The report stressed, furthermore, the need to improve the communication of the benefit of enlargement for the actual citizens of the EU and for those of the candidate countries. The first, indeed, need to realise that enlargement is not only benefiting the new comers: it is a win-win process and the benefits are real in terms of peace and stability in Europe, as well as economic for both partied. The second, the citizens and the political elites of the Western Balkans, have to understand that the reforms on the way to Europe are first of all to their own interest and not imposed from abroad.
Finally, touching upon the most controversial issue, the bilateral issues, the report underlines the need for them to be resolved as early as possible in the accession process and preferably before the opening of the negotiations. This approach has proved already its usefulness in the case of Serbia with the historic agreement between Belgrade and Pristina and it is our hope that it will bear fruits in other cases.

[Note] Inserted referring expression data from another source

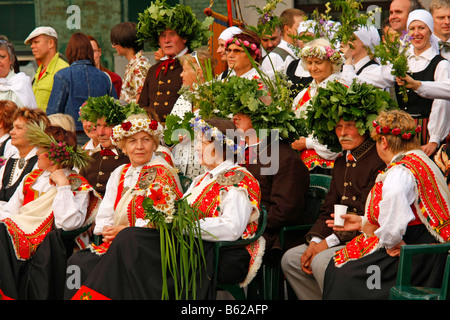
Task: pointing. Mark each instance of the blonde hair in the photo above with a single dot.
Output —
(121, 143)
(62, 120)
(401, 120)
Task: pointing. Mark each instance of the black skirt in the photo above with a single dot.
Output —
(131, 268)
(372, 276)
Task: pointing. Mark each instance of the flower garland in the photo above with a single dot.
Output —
(252, 46)
(394, 51)
(200, 125)
(133, 126)
(359, 102)
(160, 16)
(58, 151)
(115, 111)
(267, 21)
(406, 135)
(182, 251)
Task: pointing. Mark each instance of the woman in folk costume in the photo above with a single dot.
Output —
(227, 201)
(237, 48)
(409, 204)
(138, 137)
(50, 197)
(323, 63)
(194, 72)
(425, 64)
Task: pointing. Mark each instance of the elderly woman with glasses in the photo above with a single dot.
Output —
(194, 69)
(14, 86)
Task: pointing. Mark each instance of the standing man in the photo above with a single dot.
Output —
(399, 11)
(44, 45)
(163, 80)
(285, 52)
(440, 10)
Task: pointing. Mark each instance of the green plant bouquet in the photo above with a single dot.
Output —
(58, 152)
(115, 111)
(394, 51)
(359, 102)
(267, 21)
(160, 16)
(182, 253)
(341, 32)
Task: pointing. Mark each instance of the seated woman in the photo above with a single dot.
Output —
(7, 111)
(323, 64)
(24, 160)
(400, 210)
(138, 137)
(51, 197)
(227, 197)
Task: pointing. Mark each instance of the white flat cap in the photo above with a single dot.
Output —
(49, 31)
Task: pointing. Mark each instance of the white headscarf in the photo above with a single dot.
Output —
(427, 18)
(369, 36)
(229, 33)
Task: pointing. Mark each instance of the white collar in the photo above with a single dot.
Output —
(182, 53)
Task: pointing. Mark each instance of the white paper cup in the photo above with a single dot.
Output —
(339, 209)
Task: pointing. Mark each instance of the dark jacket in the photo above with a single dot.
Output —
(350, 185)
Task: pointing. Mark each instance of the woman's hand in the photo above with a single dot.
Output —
(409, 82)
(353, 222)
(110, 232)
(59, 178)
(429, 148)
(299, 144)
(395, 250)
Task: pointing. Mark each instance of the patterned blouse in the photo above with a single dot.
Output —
(134, 77)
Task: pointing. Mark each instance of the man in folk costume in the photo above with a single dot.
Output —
(25, 160)
(409, 204)
(353, 176)
(169, 33)
(49, 200)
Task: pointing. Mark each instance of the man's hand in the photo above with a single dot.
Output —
(309, 254)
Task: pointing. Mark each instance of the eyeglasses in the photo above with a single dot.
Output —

Now coming to the position of Greece in view of its rotating EU presidency, I think that it is broadly influenced by the events in Europe, the overall mood about enlargement, and the actual timing of this presidency.

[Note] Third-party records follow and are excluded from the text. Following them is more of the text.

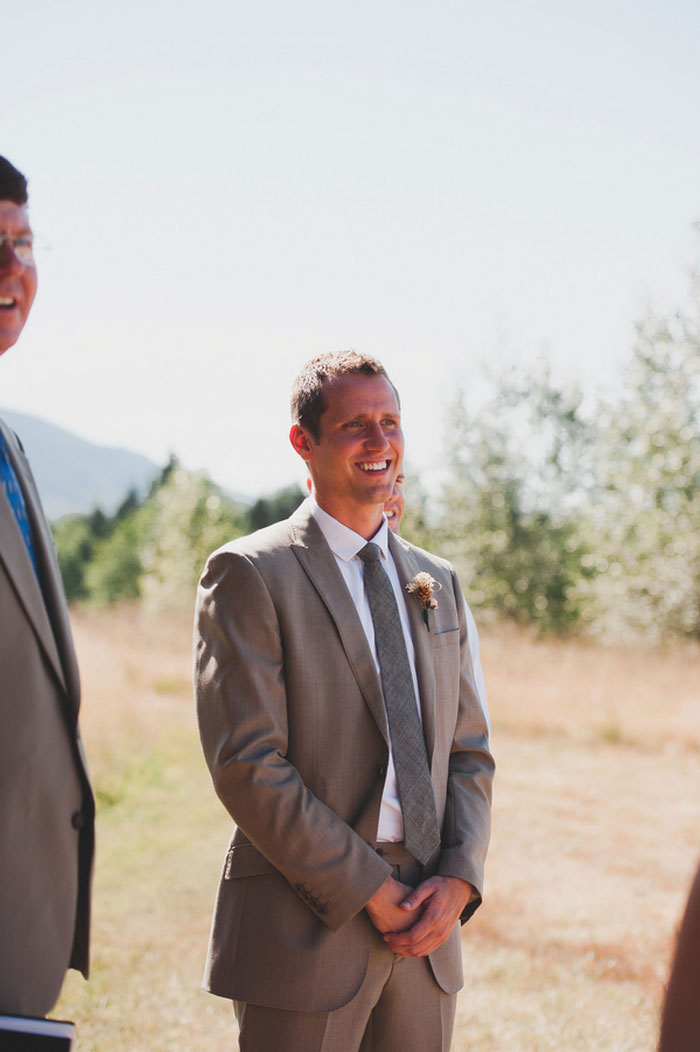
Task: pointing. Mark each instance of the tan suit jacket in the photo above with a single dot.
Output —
(294, 729)
(46, 808)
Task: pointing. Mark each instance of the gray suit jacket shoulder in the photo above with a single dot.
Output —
(46, 807)
(294, 730)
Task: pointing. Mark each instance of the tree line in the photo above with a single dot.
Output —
(566, 514)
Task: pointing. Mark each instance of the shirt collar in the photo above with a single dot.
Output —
(344, 542)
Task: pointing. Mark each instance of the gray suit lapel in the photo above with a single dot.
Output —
(20, 571)
(406, 568)
(319, 563)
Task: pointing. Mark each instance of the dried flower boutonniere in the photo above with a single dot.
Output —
(422, 587)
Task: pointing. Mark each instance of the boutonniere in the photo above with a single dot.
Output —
(422, 587)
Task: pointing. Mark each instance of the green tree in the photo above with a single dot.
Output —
(513, 505)
(646, 524)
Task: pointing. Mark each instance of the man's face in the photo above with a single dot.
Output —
(18, 281)
(355, 462)
(396, 504)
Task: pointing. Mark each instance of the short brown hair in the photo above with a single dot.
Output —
(13, 183)
(307, 402)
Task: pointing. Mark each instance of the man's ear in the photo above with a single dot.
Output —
(300, 442)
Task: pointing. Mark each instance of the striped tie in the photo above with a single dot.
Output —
(16, 498)
(420, 821)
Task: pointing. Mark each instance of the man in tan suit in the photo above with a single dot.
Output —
(46, 808)
(330, 933)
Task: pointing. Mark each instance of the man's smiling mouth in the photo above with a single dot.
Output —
(375, 466)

My country, as you know, has always been a promoter and a supporter of the accession of all Western Balkans in the EU. Greece organised, indeed, the 2003 Thessaloniki summit that gave the promise of European integration to the Western Balkans and since then it tried to keep it high on the agenda. Back in 2009, George Papandreou called for a new roadmap for the accession of all the countries of the region, proposing to have a second Summit between the EU and Western Balkan countries during the Greek presidency in 2014 with the view to set a target date for this accession. The symbolic year 2018, a hundred years after the end of the First Word War, was identified. However, if at the time this date was considered realistic, now it is probably not. As a result of the economic crisis and the situation that I have just described, I regret to say it but my country had to abandon this idea.

After the accession of Croatia, the EU enters a phase of reflection or if you prefer consolidation making new accessions unlikely in the running decade. So the timing is not the most appropriate for bold moves.

Greece, in line with the Trio programme undersigned with Ireland and Lithuania, will make its best to ensure continued momentum of the enlargement agenda. What this will mean in practise is still not clear. Most probably Athens will try to be inventive and organise some other initiatives. Realistically speaking, however, Greece can only hope to be the one to start the accession negotiation with Serbia, to organise the intergovernmental Conference and open chapters 23 and 24 during its presidency. In the meantime, indeed, there is a good probability that Albania will be granted candidate status in December and under Lithuanian presidency, due to the overall good conduct of the recent elections and fulfilment of key priorities identified back in December 2012, again without a precise date for the opening of the negotiation. For the rest, no major developments are expected and Greece will have to administer the ongoing business of enlargement.